Cenário 2: filho adulto que já vai usar. Filho entre 18 e 25 anos que vai morar ou já está morando em determinada cidade. Aqui a lógica muda: o custo de oportunidade do aluguel é real e imediato, e o imóvel tem uso certo.

Cenário 3: imóvel para gerar renda agora. Em vez de ficar parado esperando o filho crescer, o imóvel é alugado agora, gerando renda que pode ser poupada para o filho. Faz mais sentido — mas a gestão precisa ser responsável.

As armadilhas que os pais não calculam

Imobilização de capital em ativo ilíquido. R$ 480.000 num apartamento não pode ser parcialmente resgatado se surgir uma necessidade. Uma reserva diversificada pode ser sacada em partes. Imóvel é tudo ou nada.

Custo de carregamento por 10 anos. IPTU + condomínio + seguro + manutenção de um apartamento de R$ 480.000 costumam somar R$ 12.000 a R$ 18.000 por ano. Em 10 anos, esse custo de carregamento (sem aluguel) representa R$ 120.000 a R$ 180.000. Se o imóvel valorizou menos do que isso em termos reais, o custo foi maior que o ganho.

O filho pode não querer morar lá. Filho de 8 anos em 2025 vai querer morar em Alphaville em 2035? Vai querer cidade diferente? Vai preferir viver em outro país? A vida muda mais rápido do que o mercado imobiliário.

Pais conversando sobre planejamento financeiro para os filhos em ambiente doméstico tranquilo
Planejamento sucessório para filhos exige análise financeira além da motivação afetiva

Alternativas que os pais deveriam comparar

Antes de fechar o apartamento, simule:

  1. Carteira de FII + Tesouro IPCA+ com o mesmo capital: maior liquidez, diversificação, rendimento histórico comparável a imóvel físico, sem custo de manutenção.
  2. Previdência privada (PGBL/VGBL) em nome do filho: longa maturação, vantagem fiscal para o doador no PGBL (se declarar completo no IR), portabilidade.
  3. Conta investimento administrada pelos pais com aportes mensais: flexibilidade total, sem custo de transação e sem imobilização.
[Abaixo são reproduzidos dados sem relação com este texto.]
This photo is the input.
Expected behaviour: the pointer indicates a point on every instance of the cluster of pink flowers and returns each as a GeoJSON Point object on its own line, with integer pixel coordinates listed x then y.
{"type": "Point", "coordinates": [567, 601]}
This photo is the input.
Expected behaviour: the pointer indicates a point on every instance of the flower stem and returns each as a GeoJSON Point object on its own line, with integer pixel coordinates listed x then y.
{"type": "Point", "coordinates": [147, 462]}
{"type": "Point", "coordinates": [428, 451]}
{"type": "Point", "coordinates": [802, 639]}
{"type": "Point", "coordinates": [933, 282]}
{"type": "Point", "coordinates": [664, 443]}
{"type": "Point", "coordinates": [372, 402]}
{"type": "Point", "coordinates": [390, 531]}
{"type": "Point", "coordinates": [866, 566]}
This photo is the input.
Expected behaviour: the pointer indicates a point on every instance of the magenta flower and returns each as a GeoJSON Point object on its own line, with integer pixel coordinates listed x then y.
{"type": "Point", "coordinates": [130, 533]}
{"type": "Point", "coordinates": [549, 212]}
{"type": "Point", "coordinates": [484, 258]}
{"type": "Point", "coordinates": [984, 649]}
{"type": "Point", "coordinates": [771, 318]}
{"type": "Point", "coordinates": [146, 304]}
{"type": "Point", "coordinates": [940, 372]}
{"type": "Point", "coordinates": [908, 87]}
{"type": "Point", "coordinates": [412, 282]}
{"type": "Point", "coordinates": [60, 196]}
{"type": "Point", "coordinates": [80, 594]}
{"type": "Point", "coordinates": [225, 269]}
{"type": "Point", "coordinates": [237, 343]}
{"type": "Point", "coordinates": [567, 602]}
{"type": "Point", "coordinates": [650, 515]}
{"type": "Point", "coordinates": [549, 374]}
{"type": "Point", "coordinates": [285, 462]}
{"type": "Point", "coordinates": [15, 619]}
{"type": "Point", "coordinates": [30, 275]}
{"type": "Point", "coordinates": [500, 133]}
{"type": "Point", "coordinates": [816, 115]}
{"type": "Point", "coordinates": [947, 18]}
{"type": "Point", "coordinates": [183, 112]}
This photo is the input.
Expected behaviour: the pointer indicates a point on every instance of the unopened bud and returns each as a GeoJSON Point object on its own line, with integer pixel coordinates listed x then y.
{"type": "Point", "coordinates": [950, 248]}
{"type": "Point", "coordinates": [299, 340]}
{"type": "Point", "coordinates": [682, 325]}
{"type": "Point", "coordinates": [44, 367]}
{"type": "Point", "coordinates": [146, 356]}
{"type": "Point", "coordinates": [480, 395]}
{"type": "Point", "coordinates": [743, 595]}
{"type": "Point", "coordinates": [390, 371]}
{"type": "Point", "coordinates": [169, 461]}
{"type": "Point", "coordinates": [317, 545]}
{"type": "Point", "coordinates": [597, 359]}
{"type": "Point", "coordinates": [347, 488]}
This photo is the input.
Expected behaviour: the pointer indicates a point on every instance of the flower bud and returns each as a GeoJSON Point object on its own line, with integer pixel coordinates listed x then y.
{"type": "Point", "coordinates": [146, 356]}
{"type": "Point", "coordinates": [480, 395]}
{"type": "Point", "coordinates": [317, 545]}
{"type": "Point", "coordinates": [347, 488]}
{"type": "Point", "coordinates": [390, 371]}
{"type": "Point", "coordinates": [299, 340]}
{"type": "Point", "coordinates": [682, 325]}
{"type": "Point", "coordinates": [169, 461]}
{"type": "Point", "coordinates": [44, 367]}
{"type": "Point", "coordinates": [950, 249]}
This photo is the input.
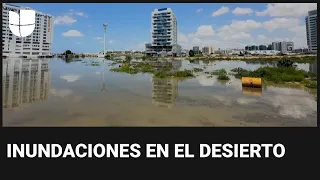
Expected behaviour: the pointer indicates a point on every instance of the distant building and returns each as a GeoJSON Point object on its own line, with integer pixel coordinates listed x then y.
{"type": "Point", "coordinates": [301, 50]}
{"type": "Point", "coordinates": [39, 43]}
{"type": "Point", "coordinates": [176, 50]}
{"type": "Point", "coordinates": [269, 47]}
{"type": "Point", "coordinates": [283, 46]}
{"type": "Point", "coordinates": [313, 67]}
{"type": "Point", "coordinates": [164, 91]}
{"type": "Point", "coordinates": [262, 47]}
{"type": "Point", "coordinates": [196, 49]}
{"type": "Point", "coordinates": [286, 47]}
{"type": "Point", "coordinates": [163, 30]}
{"type": "Point", "coordinates": [25, 81]}
{"type": "Point", "coordinates": [311, 29]}
{"type": "Point", "coordinates": [276, 46]}
{"type": "Point", "coordinates": [208, 50]}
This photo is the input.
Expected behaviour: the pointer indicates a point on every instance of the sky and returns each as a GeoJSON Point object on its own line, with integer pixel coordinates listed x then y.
{"type": "Point", "coordinates": [78, 26]}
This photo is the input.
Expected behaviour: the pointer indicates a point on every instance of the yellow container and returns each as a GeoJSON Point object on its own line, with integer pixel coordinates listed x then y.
{"type": "Point", "coordinates": [252, 91]}
{"type": "Point", "coordinates": [251, 82]}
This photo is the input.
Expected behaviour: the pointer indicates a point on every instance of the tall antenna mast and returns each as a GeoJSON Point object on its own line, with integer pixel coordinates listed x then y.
{"type": "Point", "coordinates": [104, 40]}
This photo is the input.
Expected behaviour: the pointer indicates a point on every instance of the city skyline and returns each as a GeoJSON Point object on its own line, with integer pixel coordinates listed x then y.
{"type": "Point", "coordinates": [79, 28]}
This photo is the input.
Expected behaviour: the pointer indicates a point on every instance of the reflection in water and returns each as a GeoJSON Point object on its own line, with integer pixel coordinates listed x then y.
{"type": "Point", "coordinates": [252, 91]}
{"type": "Point", "coordinates": [164, 91]}
{"type": "Point", "coordinates": [25, 81]}
{"type": "Point", "coordinates": [75, 101]}
{"type": "Point", "coordinates": [313, 67]}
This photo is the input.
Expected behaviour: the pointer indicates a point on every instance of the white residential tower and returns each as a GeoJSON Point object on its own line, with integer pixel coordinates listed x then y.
{"type": "Point", "coordinates": [311, 29]}
{"type": "Point", "coordinates": [37, 44]}
{"type": "Point", "coordinates": [163, 30]}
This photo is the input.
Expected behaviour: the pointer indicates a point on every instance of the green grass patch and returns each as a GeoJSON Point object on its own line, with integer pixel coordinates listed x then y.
{"type": "Point", "coordinates": [219, 72]}
{"type": "Point", "coordinates": [276, 74]}
{"type": "Point", "coordinates": [197, 69]}
{"type": "Point", "coordinates": [223, 77]}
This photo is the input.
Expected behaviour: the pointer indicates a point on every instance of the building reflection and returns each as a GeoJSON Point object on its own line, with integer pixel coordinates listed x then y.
{"type": "Point", "coordinates": [165, 90]}
{"type": "Point", "coordinates": [25, 81]}
{"type": "Point", "coordinates": [313, 67]}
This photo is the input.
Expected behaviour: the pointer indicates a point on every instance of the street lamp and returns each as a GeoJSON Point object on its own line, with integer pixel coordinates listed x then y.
{"type": "Point", "coordinates": [104, 40]}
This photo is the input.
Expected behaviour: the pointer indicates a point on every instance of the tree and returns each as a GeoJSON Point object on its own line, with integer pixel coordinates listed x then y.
{"type": "Point", "coordinates": [191, 53]}
{"type": "Point", "coordinates": [67, 52]}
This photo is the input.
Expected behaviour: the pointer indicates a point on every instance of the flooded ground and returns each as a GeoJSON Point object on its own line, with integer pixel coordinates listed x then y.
{"type": "Point", "coordinates": [58, 93]}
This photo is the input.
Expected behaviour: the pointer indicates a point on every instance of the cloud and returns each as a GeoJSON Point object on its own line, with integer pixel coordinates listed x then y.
{"type": "Point", "coordinates": [239, 34]}
{"type": "Point", "coordinates": [298, 29]}
{"type": "Point", "coordinates": [278, 23]}
{"type": "Point", "coordinates": [97, 38]}
{"type": "Point", "coordinates": [287, 9]}
{"type": "Point", "coordinates": [238, 30]}
{"type": "Point", "coordinates": [70, 78]}
{"type": "Point", "coordinates": [220, 11]}
{"type": "Point", "coordinates": [242, 11]}
{"type": "Point", "coordinates": [139, 47]}
{"type": "Point", "coordinates": [72, 33]}
{"type": "Point", "coordinates": [64, 20]}
{"type": "Point", "coordinates": [199, 10]}
{"type": "Point", "coordinates": [205, 31]}
{"type": "Point", "coordinates": [61, 92]}
{"type": "Point", "coordinates": [81, 14]}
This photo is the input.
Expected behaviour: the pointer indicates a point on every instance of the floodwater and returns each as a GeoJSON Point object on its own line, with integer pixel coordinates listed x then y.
{"type": "Point", "coordinates": [53, 92]}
Nenhuma dessas alternativas tem o apelo emocional de uma chave de apartamento entregue ao filho na formatura. Mas o objetivo é o bem-estar financeiro do filho — não o gesto simbólico.

O que fazer se já tomou a decisão

Se o imóvel já foi comprado ou está decidido, o mínimo é:

Conversar com um consultor de investimentos imobiliários e um advogado de planejamento patrimonial antes de tomar essa decisão pode economizar mais do que o custo da consultoria. Para entender o que a renda real de um imóvel alugado representa no longo prazo, veja renda passiva com imóveis: o passo a passo realista.

Perguntas frequentes

Posso comprar um imóvel em nome do meu filho menor de idade?

Sim. Menores de idade podem ser proprietários de imóveis, mas os responsáveis legais assinam em nome deles e a venda futura exige autorização judicial. O planejamento com advogado antes de registrar é essencial.

Qual a melhor forma de transferir imóvel para um filho?

Depende da situação patrimonial e tributária da família. Doação em vida com reserva de usufruto, venda para filho com parcelamento, e transferência via holding familiar são as alternativas mais comuns. Cada uma tem implicações tributárias diferentes — consulte um advogado especializado.

Pagar aluguel para filho é dedutível no IR?

Não existe dedução de IR para pagamento de aluguel de imóvel do próprio filho. O valor desembolsado é simplesmente um custo ou uma doação — não há benefício fiscal direto para o doador nesse formato.

Imóvel comprado para filho menor é tributado no ITBI?

Sim. A compra de imóvel em nome de menor de idade tem as mesmas obrigações tributárias de qualquer outra compra: ITBI na transmissão, IR sobre aluguel (se houver), e ITCMD sobre doações acima da faixa de isenção estadual.